Parlare di sciopero fiscale, in un Paese con un’evasione patologica, può sembrare eccessivo. Ma la pressione tributaria monstre, l’eccesso di burocrazia e di regolamentazione amministrativa, l’impietoso spettacolo della legge di stabilità (in tema d’imposte sulla casa e, ancor peggio, sugli acconti) costringono a parlarne. Cosí da rendere utilizzabile un lecito strumento di pressione. In tempi rapidi. Nella morsa tra evasione e pressione tributaria, chi sempre piú ne viene stritolato e ne paga — ineludibilmente — le conseguenze è il contribuente corretto. E questa morsa dev’esser interrotta, pena il collasso del sistema.

> Mille nomi per una tassa

Occorre sfidare l’immaginario collettivo, per parlare di contribuente corretto e di legalità, entrambe fattispecie esistenti; cosí come per smascherare l’alibi della lotta all’evasione come male assoluto, e sfatare il mito del «pagare tutti per pagare meno», inesistente nei numeri. Come ampiamente dimostrano le statistiche degli ultimi anni: pur con incrementi nel recupero dell’evasione, pressione fiscale e spesa pubblica sono continuate ad aumentare.

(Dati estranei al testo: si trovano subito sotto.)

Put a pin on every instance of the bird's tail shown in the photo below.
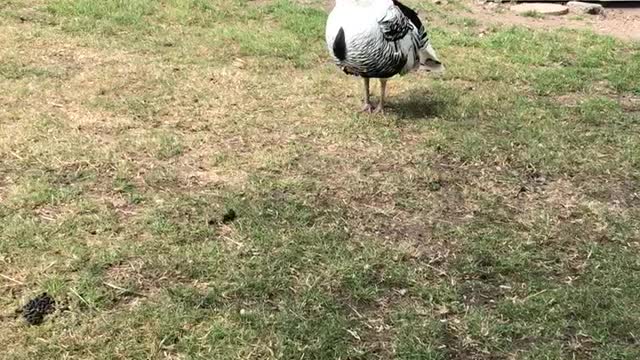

> Pagare tutti per pagare meno: un’illusione

La crisi ha prima messo sotto pressione i conti pubblici, con un tracollo del PIL e l’innalzamento a livelli critici dello spread, e poi ha messo a nudo i limiti del sistema economico italiano, con un crescendo costante della disoccupazione e una caduta generalizzata dei redditi e della possibilità d’accesso al credito. Né il «governo delle tasse» di Monti, che aveva iniziato percorrendo la via obbligata del rigore e che ha perso per strada la promessa «fase 2» dello sviluppo, né l’attuale governo di larghe intese, coi suoi balletti di nomi (dell’imposta sugl’immobili) e di cifre (sulle incerte coperture e sugli invece certissimi acconti d’imposta richiesti), hanno ottenuto qualche risultato sul tema. La pressione tributaria sale di bollo in bollo, potremmo dire, mentre la spesa pubblica, promesse di spending review a parte, ancora non viene intaccata. Il ritornello della lotta all’evasione imperversa — con scarsi risultati, se non quello di generare piú l’effetto d’una guerra alla ricchezza che d’una battaglia d’equità. Nel frattempo, non solo non diminuiscono seriamente le imposte, ma addirittura si complicano ancor di piú i balzelli, le scadenze e l’insieme degli adempimenti amministrativi che gravano sulle imprese, sui contribuenti e sui commercialisti che devono farli applicare.

> Malati di patrimoniale

Che la misura sia ormai colma, lo dicono anche gli eventi recenti. Prima, un’improvvida levata di scudi della maggioranza di governo contro le idee del Tea Party americano (notoriamente antitasse), suonata come un avvertimento a quello nostrano. Piú recentemente, la serrata nazionale organizzata dall’associazione Imprese Che Resistono. Poi, l’idea dello sciopero fiscale viene sdoganata da una petizione su Firmiamo.it; quindi, portata (piú o meno consapevolmente) in alcune trasmissioni televisive; infine, definitivamente rimessa al centro dell’attenzione dalle associazioni dei commercialisti.